Lingue e sport: imparare e divertirsi

Joël Rossetti è direttore di Lingue e Sport e ci presenta le attività della fondazione che dal 1980 organizza corsi estivi per bambini e ragazzi in Ticino.

La videointervista completa è disponibile qui. È la numero 66 del nostro vodcast

Direttore Rossetti, che cos'è oggi Lingue e Sport e qual è la sua missione dopo 45 anni di attività?

“Lingue e Sport è una fondazione che offre dei corsi per tutte le età, a partire dalla scuola dell'infanzia fino alle scuole medie, prevalentemente nel periodo estivo, ma non solo. È una fondazione ricca di storia (oltre 45 anni) ma in continuo sviluppo. Cerchiamo di coniugare lo sport con le lingue e con altre materie in periodo extrascolastico”.

Abbiamo le lingue, abbiamo attività sportive, abbiamo la cultura. Perché funziona così bene questo connubio tra bimbi e ragazzi?

“È un connubio nato subito dall'inizio, nel 1980, e vale tuttora, quindi effettivamente è molto vincente. C'è l'aspetto scolastico corretto, c'è l'aspetto sportivo, ma anche l'aspetto culturale, quindi la scoperta e la riscoperta del nostro territorio, che è ricco di storia, di valori e di luoghi interessanti da scoprire, che tante volte anche in casa nostra non conosciamo”.

In 45 anni sono cambiati parecchio i giovani. Come vi siete adattati a questo cambiamento?

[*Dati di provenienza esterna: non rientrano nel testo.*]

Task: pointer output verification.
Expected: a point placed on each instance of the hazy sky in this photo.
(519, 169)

“C'è stato uno sviluppo nell'offerta. Inizialmente l'offerta era unicamente per i ragazzi delle scuole medie e addirittura erano corsi di tre settimane. Poi si è passati ai corsi per le scuole elementari e i corsi anche per la scuola dell'infanzia per i più piccoli. È sempre più un'esigenza sia per permettergli di fare nuove esperienze, ma anche per conciliabilità lavoro-famiglia, avere un'offerta variegata e per tutte le età. Inoltre, anche le tipologie di materie sono cambiate. Abbiamo inserito ad esempio, nei corsi delle scuole medie, la robotica, chiaramente è stato inserito l'inglese, piuttosto che storytelling, video storytelling. Quindi cerchiamo sempre di rinnovarci e anche offrire ad esempio, non la classica materia ma degli atelier, che può essere l'arte, la cultura... quindi c'è veramente un po' di tutto e si cerca sempre di proporre qualcosa di nuovo”.

Quindi anche la tecnologia fa parte di Lingue e Sport.

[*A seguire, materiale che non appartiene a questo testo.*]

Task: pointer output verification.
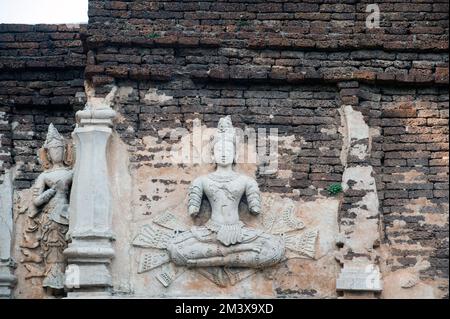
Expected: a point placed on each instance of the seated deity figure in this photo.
(49, 210)
(224, 240)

“Esattamente. Per i corsi scuole medie di Bellinzona e Mendrisio, abbiamo un apposito corso "Robotica e Stampa 3D", nel quale su due settimane al mattino, costruiscono il proprio robot, lo programmano, imparano a utilizzare la stampante 3D e quindi è sempre molto gettonato”.

Voi siete nati, dicevamo, dalla collaborazione tra Canton Ticino e Rotary. Quanto conta il legame con il territorio e comunque l'essere sempre accessibile alle famiglie?

“Sì esatto. È stato un partenariato pubblico-privato nel 1980. Allora sicuramente non ce n'erano molti, direi all'avanguardia, che tuttora funziona molto bene, con una collaborazione con il DECS e in particolare con l'Ufficio Cantonale dello Sport. Cerchiamo di offrire dei corsi accessibili e per aiutarci anche in questo chiediamo ai vari Comuni se, per i propri domiciliati, desiderano dare dei contributi, e diversi Comuni devo dire che aderiscono e aiutano a diminuire ulteriormente la quota. È chiaro che i costi sono comunque elevati per la fondazione che non è a scopo di lucro, in quanto assumiamo docenti di formazione o in formazione e monitori sportivi Gioventù e Sport”.

Perché un genitore dovrebbe scegliere di far trascorrere l'estate dei propri figli con Lingue e Sport?

“Perché si ritroverebbe in un bel contesto, quindi spesso nella natura, con dei momenti scolastici, ma in modo prevalentemente ludico. E anche con dei momenti sportivi, può scoprire nuove discipline sportive che solitamente ad esempio non può praticare o non ha ancora avuto occasione di praticare. E da parte nostra cerchiamo di mettere a disposizione la massima professionalità e anche tanto cuore, tanta voglia di poter far passare parte della lunga estate”.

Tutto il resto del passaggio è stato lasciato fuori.